Le Sénégal a plaidé, mardi à Addis-Abeba, pour un renforcement des mécanismes de financement de l’Union africaine (UA), estimant que la réalisation des ambitions continentales passe par une mobilisation accrue des ressources. Le ministre de l’Intégration africaine, des Affaires étrangères et des Sénégalais de l’extérieur, Cheikh Niang, a porté cette position à l’ouverture de la 49ᵉ session ordinaire du Conseil exécutif de l’organisation panafricaine.
Face aux défis multiples auxquels le continent reste confronté, Dakar appelle à doter l’Union africaine de moyens financiers davantage en adéquation avec ses objectifs stratégiques.
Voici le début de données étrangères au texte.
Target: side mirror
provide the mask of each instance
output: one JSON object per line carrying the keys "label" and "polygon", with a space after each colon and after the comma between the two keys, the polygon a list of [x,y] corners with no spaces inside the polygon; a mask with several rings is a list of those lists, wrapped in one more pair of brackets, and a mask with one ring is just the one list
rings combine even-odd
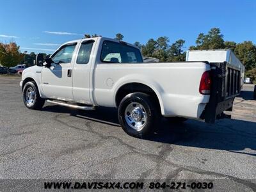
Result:
{"label": "side mirror", "polygon": [[43,66],[44,63],[44,56],[42,53],[39,53],[36,55],[35,64],[38,66]]}
{"label": "side mirror", "polygon": [[45,67],[50,67],[51,64],[54,63],[51,58],[46,58],[45,61],[45,62],[44,63],[44,66]]}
Lors de son intervention, le chef de la diplomatie sénégalaise a insisté sur la nécessité de trouver des solutions durables au financement du développement africain.
Selon le ministère de l’Intégration africaine, des Affaires étrangères et des Sénégalais de l’extérieur, Cheikh Niang a « mis l’accent sur les enjeux du financement du développement en Afrique », appelant à « une mobilisation accrue des ressources pour permettre à l’Union africaine de mettre en œuvre ses priorités stratégiques ».
Cette rencontre ministérielle, prévue les 28 et 29 juillet dans la capitale éthiopienne, rassemble les chefs de la diplomatie des États membres autour de plusieurs dossiers majeurs liés à l’avenir de l’intégration africaine.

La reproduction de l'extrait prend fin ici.